The United States and China held a high-level call on Thursday, marking their first formal engagement since earlier talks in Geneva and signaling that communication channels remain active as both sides explore a broader trade arrangement.

According to coordinated statements from both governments, Chinese Vice Foreign Minister Ma Zhaoxu and U.S. Deputy Secretary of State Christopher Landau exchanged views on several pressing issues. While the specific agenda was not disclosed, the conversation was described as constructive, with both parties emphasizing the importance of maintaining open lines of communication.

Although no major breakthroughs were announced, the call was widely interpreted as a step forward. Analysts noted that it reflects the growing clarity on diplomatic counterparts and confirms that the channel established during the Geneva discussions is functioning as intended.

Earlier this month, Washington and Beijing issued a joint statement to temporarily ease tariffs on each other’s goods for 90 days—a rare show of cooperation. This was the first such joint statement since November 2023, when both sides agreed to coordinate on climate action.

The Thursday call marked only the second high-level diplomatic exchange between the countries during the current U.S. administration. It follows a January call between Chinese Foreign Minister Wang Yi and U.S. Secretary of State Marco Rubio.

Some observers see the renewed communication as preparation for future discussions on broader concerns, including curbing the flow of fentanyl and increasing bilateral market access. Earlier this week, Ma Zhaoxu met with the newly appointed U.S. Ambassador to China, signaling Beijing’s interest in strengthening diplomatic coordination.

In separate meetings, Chinese Vice Premier He Lifeng stated that recent negotiations on economic and trade matters had achieved “substantial progress,” reinforcing Beijing’s stated intention to open more avenues for foreign businesses to operate in China.

At the same time, Chinese exporters continue exploring alternative markets amid the uncertainty of the U.S. trade relationship, while many American companies accelerate efforts to relocate supply chains outside China.

Tensions remain, however. This week, U.S. authorities warned against using Chinese-manufactured AI chips, particularly those from major tech firms, prompting pushback from Beijing. China’s Ministry of Commerce condemned the move as “unilateral bullying” and pledged to safeguard its commercial interests.
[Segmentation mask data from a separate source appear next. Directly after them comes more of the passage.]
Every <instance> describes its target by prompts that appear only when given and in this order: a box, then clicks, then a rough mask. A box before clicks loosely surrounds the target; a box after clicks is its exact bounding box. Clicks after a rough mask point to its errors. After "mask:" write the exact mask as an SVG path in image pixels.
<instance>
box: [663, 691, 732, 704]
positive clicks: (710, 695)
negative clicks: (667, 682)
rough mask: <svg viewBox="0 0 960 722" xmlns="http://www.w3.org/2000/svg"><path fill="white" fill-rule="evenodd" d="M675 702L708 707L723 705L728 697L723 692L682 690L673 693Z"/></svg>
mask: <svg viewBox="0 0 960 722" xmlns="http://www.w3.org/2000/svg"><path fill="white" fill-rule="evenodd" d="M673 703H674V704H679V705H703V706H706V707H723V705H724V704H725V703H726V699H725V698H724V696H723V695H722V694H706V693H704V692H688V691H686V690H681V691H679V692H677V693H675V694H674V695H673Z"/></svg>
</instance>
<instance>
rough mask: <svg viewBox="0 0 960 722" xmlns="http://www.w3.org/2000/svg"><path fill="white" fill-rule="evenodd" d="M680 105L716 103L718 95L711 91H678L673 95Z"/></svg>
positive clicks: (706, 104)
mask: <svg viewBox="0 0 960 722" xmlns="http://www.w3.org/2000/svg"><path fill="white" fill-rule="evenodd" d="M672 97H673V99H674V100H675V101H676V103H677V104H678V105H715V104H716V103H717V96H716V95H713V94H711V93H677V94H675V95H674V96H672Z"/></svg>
Analysts warn that strategic divergence in sectors like technology remains unavoidable despite recent efforts to de-escalate. Some expect the U.S. to continue deploying targeted trade restrictions, while China could respond with export controls on key resources such as rare earth elements.

While dialogue is ongoing, the trajectory of U.S.-China trade relations remains complex, with cautious optimism tempered by persistent structural tensions.